Norris is looking forward to stepping back from crisis micro-management. “You know, being in every meeting, getting involved in everything all the time—that’s not sustainable, and it’s actually not a very good model of management.” Chief executive Burger is departing after 20 years—“there’s a lot of burnout,” says Norris, pointing also to the resignation of Tom Morris from the Bristol Old Vic.

Burger will be replaced by Kate Varah, who is currently executive director of the London Old Vic. Varah has worked in senior roles at the Old Vic since 2009 and for six years overlapped with Kevin Spacey’s time as artistic director, a time which has, since his departure in 2015, been marked by allegations of sexual harassment against Spacey. Norris is indignant about criticisms of Varah’s appointment and assures me that they have discussed the lessons of the Spacey era in depth. (Dyer goes further, describing Varah as a “victim of Spacey.”) High-profile jobs are hard, says Norris. “I don’t think anybody emerges out of periods of scrutiny like the ones that we’ve been through without being attached to controversy.”  Norris’s years at the National have been a long learning period. But maybe, in his final few, his own tough lessons will bear rich fruit.
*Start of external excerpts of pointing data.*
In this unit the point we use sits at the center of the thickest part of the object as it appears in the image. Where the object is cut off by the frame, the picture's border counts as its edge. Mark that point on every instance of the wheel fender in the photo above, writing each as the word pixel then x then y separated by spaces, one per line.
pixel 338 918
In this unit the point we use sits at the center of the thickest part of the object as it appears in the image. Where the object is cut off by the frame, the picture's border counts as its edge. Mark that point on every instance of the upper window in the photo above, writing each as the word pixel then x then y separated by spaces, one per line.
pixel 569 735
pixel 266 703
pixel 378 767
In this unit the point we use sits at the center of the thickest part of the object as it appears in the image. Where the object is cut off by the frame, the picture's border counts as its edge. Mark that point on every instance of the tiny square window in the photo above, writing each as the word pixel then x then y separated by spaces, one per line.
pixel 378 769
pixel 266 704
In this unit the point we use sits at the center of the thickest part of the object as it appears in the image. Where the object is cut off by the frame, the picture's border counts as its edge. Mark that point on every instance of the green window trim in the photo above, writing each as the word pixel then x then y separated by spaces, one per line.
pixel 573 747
Correction: An earlier version of this article wrongly stated that Kate Varah “co-led the Old Vic during Kevin Spacey’s time as artistic director.” The article has now been corrected. Kate Varah was business director, and latterly COO, between 2009 and 2015, and was not involved in the artistic running of the organisation. When Matthew Warchus was appointed as artistic director in 2015, Kate Varah was then appointed as executive director to co-lead the organisation with him.